Liberty was conceived in terms of its corporateness, a societas, combining the family and larger units of an interconnected citizenry with each other to form associations.  Instead of the rigorous moral codes found in New England, the Southern colonies were more dependent upon the English model of ecclesiastic and civil subsidiarity, relying on representatives nearest the situation to provide order and preside over the deliberation of disputes.  In essence, the religious and political developments within the South were founded upon a spirit of localism in theory and practice.  The movement towards "establishing" state-sponsored churches met, for example, with great success in New England, while in the South a decentralized theory of control and the habit of localism in matters of church and state insured a greater autonomy and forbearance among the associations of the faithful and governing authorities.

            As Mel Bradford posits, the Southern "spirit" looked to Eden after the Fall as a model, with "the best of the gifts of this life," and anticipated that a fruitful social and political existence was possible only when "pursued with prudence, energy, honor, and regard for a wise prescription."  The implantation of the "garden" as a metaphor for explaining how the Southern understanding differed from the New England version deserves our attention.  Contrary to the New England understanding of precision in all religious and political arrangements, the Southern and agrarian worldview identified the ancient imperfections of a civilization with the need for an enduring pattern of improvement and refinement within human nature.  A society grounded upon the rock of such a prescriptive development of religious and political thinking was less likely to be consumed by ideological deformations of their understanding; conversely, it was also more reluctant to submit to a reformation of defects in the pre-existing worldview inherited from previous generations.  The distant and overbearing sources of ecclesial and political authority were not easily accepted and were viewed with skepticism.  In the long struggle within the development of an agrarian worldview, a distinct version of the regime was articulated, incompatible with the New England presentation, while sharing its original design for the diffusion of political authority.  From the colonial period we can witness the beginning of two divergent understandings of the reality of religion and politics, prompting the historian Nathan Hatch to suggest that at some point in the development the two great regions one "could draw upon precious few common traditions in defining their Americanness."  John Randolph, cousin of Thomas Jefferson and an influential model of statesmanship for the Agrarians, could defend the extraordinary position of an inherited Southern worldview in response to a confidant's query about his attendance at a religious gathering:


I was born and baptized in the Church of England.  If I attend the Convention at Charlottesville, which I rather doubt, I shall oppose myself then and always at every attempt at encroachment on the part of the church, the clergy especially, on the rights of conscience.  I attribute, in a very great degree, my long estrangement from God to my abhorrence of prelatical pride and puritanical preciseness; to ecclesiastical tyranny....  Should I fail to attend, it will arise from a repugnance to submit the religion, or church, any more than the liberty of my country, to foreign influence.  When I speak of my country, I mean the Commonwealth of Virginia.  I was born in allegiance to George III; the bishop of London (Terrick!) was my diocesan.  My ancestors threw off the oppressive yoke of the mother country, but they never made me subject to New England in matters spiritual or temporal; neither do I mean to become so, voluntarily.[1]

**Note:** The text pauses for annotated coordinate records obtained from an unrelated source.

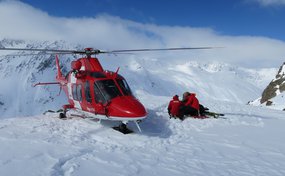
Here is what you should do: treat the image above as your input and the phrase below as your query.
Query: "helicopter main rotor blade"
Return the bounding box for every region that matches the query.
[0,47,222,57]
[107,47,219,53]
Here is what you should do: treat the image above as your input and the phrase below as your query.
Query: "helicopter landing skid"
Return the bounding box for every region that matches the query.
[112,123,134,134]
[112,120,142,134]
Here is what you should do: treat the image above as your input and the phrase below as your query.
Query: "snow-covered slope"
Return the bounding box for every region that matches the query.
[0,40,285,176]
[0,39,275,117]
[0,99,285,176]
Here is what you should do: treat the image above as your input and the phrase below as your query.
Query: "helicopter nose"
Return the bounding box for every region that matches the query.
[108,96,147,118]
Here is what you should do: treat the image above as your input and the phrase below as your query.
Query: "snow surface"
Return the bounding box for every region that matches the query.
[0,96,285,176]
[0,40,285,176]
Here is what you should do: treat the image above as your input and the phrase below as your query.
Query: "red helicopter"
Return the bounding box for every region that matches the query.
[0,47,212,134]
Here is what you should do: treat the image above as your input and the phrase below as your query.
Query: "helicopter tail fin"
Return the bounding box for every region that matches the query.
[55,55,62,78]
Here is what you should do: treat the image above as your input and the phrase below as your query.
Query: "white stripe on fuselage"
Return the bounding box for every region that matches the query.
[67,72,82,109]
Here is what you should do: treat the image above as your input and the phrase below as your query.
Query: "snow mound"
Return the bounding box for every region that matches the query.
[0,97,285,176]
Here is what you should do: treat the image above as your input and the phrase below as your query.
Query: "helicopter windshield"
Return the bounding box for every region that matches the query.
[94,79,122,103]
[116,79,132,95]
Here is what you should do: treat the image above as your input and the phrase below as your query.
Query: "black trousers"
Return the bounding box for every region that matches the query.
[180,106,198,117]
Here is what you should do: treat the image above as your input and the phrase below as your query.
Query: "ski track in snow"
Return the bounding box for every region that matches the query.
[0,103,285,176]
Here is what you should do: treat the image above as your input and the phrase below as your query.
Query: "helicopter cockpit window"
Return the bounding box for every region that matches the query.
[95,79,122,101]
[85,81,92,103]
[116,79,132,95]
[94,84,106,104]
[87,72,106,78]
[72,84,82,101]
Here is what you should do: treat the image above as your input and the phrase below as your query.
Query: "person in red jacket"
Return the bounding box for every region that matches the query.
[167,95,182,118]
[180,92,200,116]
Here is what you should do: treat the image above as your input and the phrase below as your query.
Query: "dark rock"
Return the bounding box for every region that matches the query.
[260,62,285,106]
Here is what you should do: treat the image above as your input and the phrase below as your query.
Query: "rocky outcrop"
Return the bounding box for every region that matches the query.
[260,62,285,106]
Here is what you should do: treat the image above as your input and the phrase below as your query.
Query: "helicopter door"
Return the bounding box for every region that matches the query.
[72,84,82,109]
[82,81,95,112]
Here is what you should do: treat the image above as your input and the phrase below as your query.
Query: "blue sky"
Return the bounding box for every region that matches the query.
[0,0,285,67]
[22,0,285,41]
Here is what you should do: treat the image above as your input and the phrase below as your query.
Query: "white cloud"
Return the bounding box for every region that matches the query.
[249,0,285,6]
[0,1,285,67]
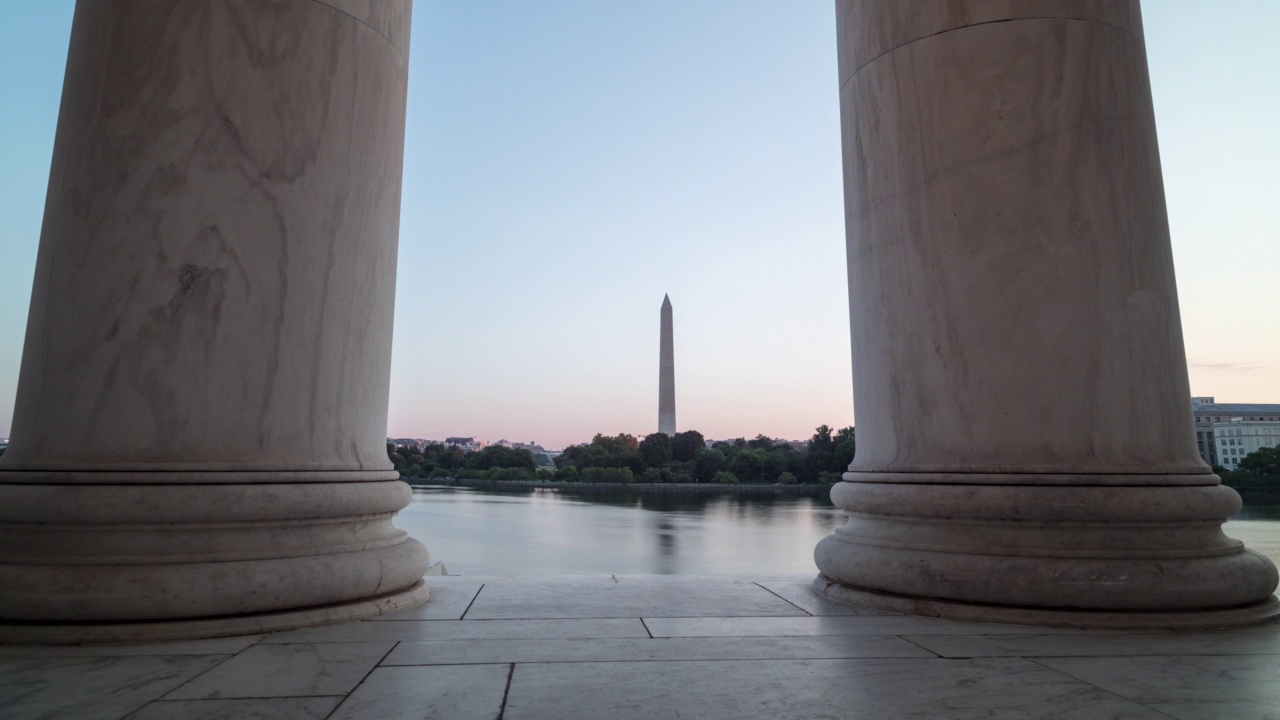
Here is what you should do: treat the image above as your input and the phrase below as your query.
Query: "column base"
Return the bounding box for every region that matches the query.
[813,573,1280,630]
[0,580,431,646]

Within the South Atlantic region even as eccentric (and brilliant) a representative as Randolph could be appreciated as the defender of the verities of a mode of understanding that relied upon the reclaiming of a pre-existing order while recognizing the need for imparting this understanding with particular attention to a rapidly expanding republic.

            Randolph affirmed, as Tate and the other Agrarians would concur more elaborately a century later, the vision of a moral regime focused upon the idea of subsidiarity (or localism) in political and religious concerns.  Subsidiarity as a means of dividing public authority and political power and perpetuating the republic was dependent on the virtue of the citizenry within the states.  Contrary to criticisms offered regarding the philosophical progenitors of Agrarians (especially those of an Antifederalist and Calhounian cast), virtue was of great importance to their understanding of religious and political order.  The inculcation of virtue required a sustained effort to allow each generation to hear the "voice of tradition," Patrick Henry urged.  If the witnesses expired without fulfilling the need to "inform posterity," social and political life might suffer the consequences of such a collective loss of memory and purpose.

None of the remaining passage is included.